Yid.Dish: Leaf Cookies
Purchase a commercial leaf-mold — most have two 2 1/2-inch long cutouts — in specialty stores or make your own mold by cutting a leaf shape out of a thick piece of plastic or cardboard.
(About fifty 2 1/2-inch or thirty 4-inch cookies) 3/4 cup all-purpose flour
1/3 cup finely ground almonds, hazelnuts, pecans, or walnuts
1/8 teaspoon salt
1/4 cup (1/2 stick) butter or margarine, softened
1/3 cup superfine sugar
1 large egg or 2 large egg whites
1/2 teaspoon vanilla, almond, or orange extract
12 ounces semisweet or bittersweet chocolate, melted (optional)
1) Preheat the oven to 350 degrees. Line a baking sheet with parchment paper or grease a large baking sheet.
2) Combine the flour, nuts, and salt. Beat the butter or margarine until smooth, about 1 minute. Add the sugar and beat until light and fluffy, about 5 minutes. Beat in the egg or egg whites. Add the extract. Stir in the flour mixture.

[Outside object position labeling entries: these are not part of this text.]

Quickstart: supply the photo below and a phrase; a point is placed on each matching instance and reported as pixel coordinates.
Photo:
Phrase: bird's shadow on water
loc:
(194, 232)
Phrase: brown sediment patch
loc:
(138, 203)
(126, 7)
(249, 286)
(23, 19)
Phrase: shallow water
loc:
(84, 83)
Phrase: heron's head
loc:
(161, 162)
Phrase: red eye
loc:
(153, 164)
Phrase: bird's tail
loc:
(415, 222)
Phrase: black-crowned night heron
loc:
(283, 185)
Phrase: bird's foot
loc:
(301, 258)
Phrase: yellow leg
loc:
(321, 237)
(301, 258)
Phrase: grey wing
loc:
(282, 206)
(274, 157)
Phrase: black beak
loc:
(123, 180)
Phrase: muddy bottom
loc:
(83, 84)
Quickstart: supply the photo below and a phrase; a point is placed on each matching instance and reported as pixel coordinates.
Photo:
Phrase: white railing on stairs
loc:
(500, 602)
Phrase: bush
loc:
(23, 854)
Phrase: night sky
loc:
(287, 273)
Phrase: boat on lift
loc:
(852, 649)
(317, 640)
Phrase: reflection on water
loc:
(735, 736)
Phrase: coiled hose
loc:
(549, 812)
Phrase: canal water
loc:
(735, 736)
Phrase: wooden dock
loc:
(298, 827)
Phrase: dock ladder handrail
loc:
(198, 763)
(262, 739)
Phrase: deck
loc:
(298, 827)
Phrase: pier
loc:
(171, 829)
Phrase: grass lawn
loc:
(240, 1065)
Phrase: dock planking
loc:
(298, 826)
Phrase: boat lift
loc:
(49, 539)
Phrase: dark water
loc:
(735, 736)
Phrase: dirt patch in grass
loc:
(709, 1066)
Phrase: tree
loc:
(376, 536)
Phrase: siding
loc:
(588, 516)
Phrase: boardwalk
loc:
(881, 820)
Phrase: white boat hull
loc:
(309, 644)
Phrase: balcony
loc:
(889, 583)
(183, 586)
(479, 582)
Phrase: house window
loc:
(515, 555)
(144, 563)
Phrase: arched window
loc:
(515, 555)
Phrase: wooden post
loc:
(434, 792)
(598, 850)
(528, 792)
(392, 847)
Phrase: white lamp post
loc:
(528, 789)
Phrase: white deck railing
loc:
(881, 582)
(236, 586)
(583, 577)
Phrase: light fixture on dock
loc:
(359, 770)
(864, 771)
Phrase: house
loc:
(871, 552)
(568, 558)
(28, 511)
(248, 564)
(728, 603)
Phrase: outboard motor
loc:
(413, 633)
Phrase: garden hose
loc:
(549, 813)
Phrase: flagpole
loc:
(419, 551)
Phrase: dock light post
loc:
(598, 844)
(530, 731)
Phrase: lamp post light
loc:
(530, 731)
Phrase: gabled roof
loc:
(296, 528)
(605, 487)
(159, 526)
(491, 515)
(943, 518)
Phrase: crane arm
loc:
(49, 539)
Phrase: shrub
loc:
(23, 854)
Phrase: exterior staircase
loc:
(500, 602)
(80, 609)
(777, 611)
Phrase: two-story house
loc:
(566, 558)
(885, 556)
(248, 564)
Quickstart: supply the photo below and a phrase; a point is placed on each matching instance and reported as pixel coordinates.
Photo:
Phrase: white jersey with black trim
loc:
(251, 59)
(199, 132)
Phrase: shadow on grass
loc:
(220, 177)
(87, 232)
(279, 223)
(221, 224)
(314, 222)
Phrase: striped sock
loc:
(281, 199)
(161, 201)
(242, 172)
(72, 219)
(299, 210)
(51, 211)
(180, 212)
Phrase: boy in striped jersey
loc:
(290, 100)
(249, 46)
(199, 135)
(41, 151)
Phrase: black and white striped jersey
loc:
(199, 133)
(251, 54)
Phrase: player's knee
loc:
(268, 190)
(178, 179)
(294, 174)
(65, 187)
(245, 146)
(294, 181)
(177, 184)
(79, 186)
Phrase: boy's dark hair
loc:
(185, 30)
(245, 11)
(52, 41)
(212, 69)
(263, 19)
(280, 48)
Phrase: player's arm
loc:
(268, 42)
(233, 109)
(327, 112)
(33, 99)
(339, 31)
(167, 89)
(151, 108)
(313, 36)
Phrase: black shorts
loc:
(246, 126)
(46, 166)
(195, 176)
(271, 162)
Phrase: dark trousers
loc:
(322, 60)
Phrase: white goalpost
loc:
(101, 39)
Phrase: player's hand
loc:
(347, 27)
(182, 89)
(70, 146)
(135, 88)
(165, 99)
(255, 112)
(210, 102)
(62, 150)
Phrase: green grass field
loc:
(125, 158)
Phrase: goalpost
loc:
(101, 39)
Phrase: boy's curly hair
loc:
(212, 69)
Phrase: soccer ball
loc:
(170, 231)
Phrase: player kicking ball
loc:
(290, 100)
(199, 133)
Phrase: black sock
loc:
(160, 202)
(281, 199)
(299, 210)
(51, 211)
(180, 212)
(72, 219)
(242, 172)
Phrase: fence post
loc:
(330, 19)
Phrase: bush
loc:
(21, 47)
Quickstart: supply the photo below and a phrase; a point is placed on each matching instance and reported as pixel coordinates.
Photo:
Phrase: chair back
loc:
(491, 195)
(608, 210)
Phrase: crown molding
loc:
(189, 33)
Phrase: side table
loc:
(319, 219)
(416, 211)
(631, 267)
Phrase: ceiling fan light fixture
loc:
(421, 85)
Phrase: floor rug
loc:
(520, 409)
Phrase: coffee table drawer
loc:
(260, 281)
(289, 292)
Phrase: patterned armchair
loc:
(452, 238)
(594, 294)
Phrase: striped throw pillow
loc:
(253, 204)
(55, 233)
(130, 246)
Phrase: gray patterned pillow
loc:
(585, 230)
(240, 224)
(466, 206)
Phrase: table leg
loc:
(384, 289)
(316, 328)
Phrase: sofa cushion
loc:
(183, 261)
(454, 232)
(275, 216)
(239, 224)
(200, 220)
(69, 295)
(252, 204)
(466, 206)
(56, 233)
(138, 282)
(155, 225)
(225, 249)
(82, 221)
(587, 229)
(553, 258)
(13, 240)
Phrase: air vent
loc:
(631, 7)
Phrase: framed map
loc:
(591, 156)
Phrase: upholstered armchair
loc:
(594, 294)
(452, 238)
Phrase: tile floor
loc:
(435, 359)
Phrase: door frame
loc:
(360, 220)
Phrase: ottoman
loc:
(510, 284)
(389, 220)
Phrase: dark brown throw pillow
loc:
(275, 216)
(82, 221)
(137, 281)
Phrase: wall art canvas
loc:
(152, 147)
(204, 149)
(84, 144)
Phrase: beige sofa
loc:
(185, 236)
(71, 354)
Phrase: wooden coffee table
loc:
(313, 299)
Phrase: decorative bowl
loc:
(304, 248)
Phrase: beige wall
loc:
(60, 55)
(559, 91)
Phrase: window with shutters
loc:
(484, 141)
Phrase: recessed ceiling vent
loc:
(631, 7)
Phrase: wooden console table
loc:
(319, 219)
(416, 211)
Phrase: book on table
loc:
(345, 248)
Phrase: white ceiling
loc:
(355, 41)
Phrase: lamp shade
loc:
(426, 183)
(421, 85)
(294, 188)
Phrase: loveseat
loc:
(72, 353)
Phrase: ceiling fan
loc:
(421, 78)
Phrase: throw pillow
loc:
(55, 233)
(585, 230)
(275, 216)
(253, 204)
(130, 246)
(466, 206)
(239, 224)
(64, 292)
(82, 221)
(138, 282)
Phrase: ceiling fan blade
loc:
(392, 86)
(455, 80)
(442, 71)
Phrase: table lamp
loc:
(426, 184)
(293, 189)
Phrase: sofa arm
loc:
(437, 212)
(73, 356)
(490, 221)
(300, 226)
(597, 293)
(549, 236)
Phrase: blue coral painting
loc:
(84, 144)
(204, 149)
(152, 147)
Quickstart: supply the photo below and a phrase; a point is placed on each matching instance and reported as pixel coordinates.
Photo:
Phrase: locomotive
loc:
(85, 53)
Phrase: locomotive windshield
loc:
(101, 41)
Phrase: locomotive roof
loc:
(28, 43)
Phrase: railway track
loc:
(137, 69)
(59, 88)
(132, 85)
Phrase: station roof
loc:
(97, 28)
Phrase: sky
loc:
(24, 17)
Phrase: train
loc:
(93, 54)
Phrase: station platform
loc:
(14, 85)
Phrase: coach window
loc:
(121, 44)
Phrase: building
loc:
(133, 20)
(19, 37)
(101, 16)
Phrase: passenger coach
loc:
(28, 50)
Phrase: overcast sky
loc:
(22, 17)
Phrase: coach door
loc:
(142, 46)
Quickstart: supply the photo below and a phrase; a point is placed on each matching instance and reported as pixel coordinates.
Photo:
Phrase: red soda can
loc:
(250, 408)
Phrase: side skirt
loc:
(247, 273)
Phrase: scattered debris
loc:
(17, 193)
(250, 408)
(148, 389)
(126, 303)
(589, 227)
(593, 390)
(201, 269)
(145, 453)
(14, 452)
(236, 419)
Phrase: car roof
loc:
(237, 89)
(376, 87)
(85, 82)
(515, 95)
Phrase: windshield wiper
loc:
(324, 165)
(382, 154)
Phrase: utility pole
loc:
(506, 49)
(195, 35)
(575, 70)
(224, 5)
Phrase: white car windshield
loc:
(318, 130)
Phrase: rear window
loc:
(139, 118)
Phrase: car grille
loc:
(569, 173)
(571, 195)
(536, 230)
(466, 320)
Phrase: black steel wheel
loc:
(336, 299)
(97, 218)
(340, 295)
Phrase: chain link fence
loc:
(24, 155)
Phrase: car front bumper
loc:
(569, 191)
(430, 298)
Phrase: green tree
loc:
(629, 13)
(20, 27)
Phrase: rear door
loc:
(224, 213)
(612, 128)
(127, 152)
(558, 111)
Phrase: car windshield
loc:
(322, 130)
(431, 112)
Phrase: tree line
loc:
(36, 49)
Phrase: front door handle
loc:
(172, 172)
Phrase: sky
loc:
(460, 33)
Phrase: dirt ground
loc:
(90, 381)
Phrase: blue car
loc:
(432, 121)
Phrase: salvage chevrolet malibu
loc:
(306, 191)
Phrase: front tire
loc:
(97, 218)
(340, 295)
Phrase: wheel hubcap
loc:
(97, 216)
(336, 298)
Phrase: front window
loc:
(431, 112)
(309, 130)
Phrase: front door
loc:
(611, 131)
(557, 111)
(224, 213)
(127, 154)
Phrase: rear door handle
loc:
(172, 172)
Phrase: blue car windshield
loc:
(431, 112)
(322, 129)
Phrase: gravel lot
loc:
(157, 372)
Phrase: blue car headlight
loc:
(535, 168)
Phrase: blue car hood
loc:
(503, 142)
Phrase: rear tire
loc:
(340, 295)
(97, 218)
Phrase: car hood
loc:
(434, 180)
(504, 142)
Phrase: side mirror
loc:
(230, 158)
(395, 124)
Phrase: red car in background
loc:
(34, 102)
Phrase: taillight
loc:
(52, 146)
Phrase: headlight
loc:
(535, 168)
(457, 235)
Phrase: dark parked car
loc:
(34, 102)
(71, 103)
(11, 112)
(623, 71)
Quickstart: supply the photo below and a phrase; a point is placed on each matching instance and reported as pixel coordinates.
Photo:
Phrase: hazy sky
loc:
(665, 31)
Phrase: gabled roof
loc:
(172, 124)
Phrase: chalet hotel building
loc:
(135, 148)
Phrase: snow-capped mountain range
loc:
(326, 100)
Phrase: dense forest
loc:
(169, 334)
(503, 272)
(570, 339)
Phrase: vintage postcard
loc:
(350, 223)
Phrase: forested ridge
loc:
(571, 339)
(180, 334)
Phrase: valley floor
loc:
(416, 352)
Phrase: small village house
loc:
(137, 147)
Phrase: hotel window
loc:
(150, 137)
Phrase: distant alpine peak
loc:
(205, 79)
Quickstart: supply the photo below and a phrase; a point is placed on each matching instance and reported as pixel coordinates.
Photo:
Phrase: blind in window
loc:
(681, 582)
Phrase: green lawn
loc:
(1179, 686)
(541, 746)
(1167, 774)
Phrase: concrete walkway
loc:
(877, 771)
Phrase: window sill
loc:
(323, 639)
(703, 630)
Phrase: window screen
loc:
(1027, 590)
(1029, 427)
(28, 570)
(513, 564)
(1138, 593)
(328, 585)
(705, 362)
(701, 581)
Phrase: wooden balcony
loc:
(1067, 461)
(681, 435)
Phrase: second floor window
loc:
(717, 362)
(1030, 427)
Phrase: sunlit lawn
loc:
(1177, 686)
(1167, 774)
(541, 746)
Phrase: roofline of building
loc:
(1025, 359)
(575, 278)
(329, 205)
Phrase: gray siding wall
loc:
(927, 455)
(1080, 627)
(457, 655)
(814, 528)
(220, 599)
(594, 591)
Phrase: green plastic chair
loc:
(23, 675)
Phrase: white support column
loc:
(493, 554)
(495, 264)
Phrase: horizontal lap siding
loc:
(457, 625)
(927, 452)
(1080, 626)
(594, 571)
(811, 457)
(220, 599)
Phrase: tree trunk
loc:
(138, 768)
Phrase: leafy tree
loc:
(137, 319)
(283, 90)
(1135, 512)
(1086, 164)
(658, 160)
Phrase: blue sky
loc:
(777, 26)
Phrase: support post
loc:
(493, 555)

3) Place a leaf-mold or stencil flat on the prepared baking sheet. Using a spatula dipped in cold water, spread a thin layer of batter in the mold (about 1 heaping teaspoonful for a 2 1/2-inch long mold), then carefully remove the mold. Wipe away any excess batter. Repeat, leaving about 1-inch between cookies.
4) Bake until the edges are lightly colored, about 8 minutes. Set the baking sheet on a rack and let cool. Store the cookies in an airtight container at room temperature for up to 5 days or in the freezer for up to 3 months.
5) For Chocolate-Dipped Leaf Cookies: Dip the tops of the cookies into the melted chocolate or spread the chocolate using a metal spatula. Place on a wax paper-lined baking sheet and let stand until set.